Would Baldwin be so understanding if he were the one being pillaged? He says yes. "I don't have any kind of career, you know. I'm just a bum. I ain't gonna get rich anyway. I wouldn't be terribly pissed-off if someone took—in fact, they do all the time—a piece of my work and put it in something else. That's okay. It's kind of the new landscape. But when you have these really powerful entities [read: U2] moving into the scene, then it's not the same as me using Negativland—and they gave all their stuff to me for free—but when you have these people who obviously do have a lot of money to spare, maybe they could kick something back. Not so much because of copyright, no—it's just because we recognize the work you did, and we'll just share the wealth a little bit."

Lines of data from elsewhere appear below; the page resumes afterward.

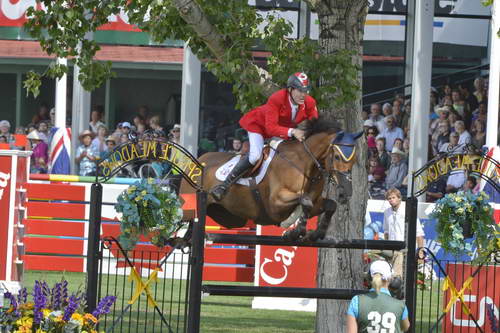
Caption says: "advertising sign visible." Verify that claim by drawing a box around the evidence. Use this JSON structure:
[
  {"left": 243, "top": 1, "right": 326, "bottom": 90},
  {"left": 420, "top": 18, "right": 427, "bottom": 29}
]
[{"left": 444, "top": 263, "right": 499, "bottom": 333}]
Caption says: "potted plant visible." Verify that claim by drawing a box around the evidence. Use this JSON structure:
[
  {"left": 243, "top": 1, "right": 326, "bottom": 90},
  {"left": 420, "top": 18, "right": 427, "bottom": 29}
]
[
  {"left": 115, "top": 178, "right": 184, "bottom": 250},
  {"left": 430, "top": 191, "right": 500, "bottom": 260}
]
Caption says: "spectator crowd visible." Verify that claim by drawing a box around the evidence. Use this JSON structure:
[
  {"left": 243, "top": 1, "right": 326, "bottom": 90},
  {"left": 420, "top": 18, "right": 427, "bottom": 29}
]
[{"left": 0, "top": 76, "right": 497, "bottom": 203}]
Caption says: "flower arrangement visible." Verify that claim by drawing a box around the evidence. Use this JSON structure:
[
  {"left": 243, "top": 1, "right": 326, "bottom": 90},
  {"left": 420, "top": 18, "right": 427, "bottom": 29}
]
[
  {"left": 0, "top": 280, "right": 116, "bottom": 332},
  {"left": 430, "top": 191, "right": 499, "bottom": 259},
  {"left": 115, "top": 178, "right": 183, "bottom": 250}
]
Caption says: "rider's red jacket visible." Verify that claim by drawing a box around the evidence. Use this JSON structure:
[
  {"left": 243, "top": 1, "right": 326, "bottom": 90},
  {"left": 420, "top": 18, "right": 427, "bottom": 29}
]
[{"left": 239, "top": 89, "right": 318, "bottom": 139}]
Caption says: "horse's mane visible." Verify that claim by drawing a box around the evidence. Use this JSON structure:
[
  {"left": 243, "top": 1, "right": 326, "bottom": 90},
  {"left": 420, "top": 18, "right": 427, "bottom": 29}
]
[{"left": 297, "top": 115, "right": 341, "bottom": 137}]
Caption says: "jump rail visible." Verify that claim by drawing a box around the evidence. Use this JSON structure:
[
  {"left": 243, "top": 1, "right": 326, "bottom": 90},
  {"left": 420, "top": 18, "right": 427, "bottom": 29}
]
[
  {"left": 206, "top": 233, "right": 406, "bottom": 250},
  {"left": 202, "top": 285, "right": 368, "bottom": 299}
]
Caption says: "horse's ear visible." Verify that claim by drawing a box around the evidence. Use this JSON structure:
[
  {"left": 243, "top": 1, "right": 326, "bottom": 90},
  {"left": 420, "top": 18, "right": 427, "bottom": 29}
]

Not that Baldwin harbors a grudge against U2. "My film doesn't want to come off as a slam against U2, though a lot of people take it that way," he says. U2 is "caught up in this whole thing because they're successful. Just like the Beatles." The irony, though, is astonishing: a band that wants to be seen as cutting edge, a band that hires subversive media pirates The Emergency Broadcast Network (also featured in Sonic Outlaws) to work on their "ZOO-TV" tour, a band that itself indulges in illegal pirating of copyrighted broadcasts during its live shows, sues another band for doing the very same thing. "Yeah...you couldn't have written a better script!" Baldwin says, laughing. "It's a realistic, truth-is-stranger-than-fiction kind of thing."

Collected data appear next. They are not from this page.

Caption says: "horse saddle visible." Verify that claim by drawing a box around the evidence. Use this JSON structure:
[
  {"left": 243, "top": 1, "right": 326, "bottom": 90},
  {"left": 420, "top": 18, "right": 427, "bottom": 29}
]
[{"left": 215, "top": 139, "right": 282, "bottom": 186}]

Baldwin would have the law judge by intent—which of course it is notoriously ill-equipped to do. After all, someone could take Lawrence of Arabia, change a few frames and say, "Hey! I transformed it!" And suppose someone were to take Sonic Outlaws and add narration over the top, transforming the film into an attack on the film's original position? Baldwin laughs, recognizing the problem. "That's a really good question. Which is why it's impossible to answer! I don't have an answer for you. The whole thing about should...the fallacy in this thing should. Artists will probably do it, and the documentary I made shows them doing it. It's not so much, 'This is good and this is bad.' It's that they do do it, and we should know about it. I saw my role as to show people that they're doing it."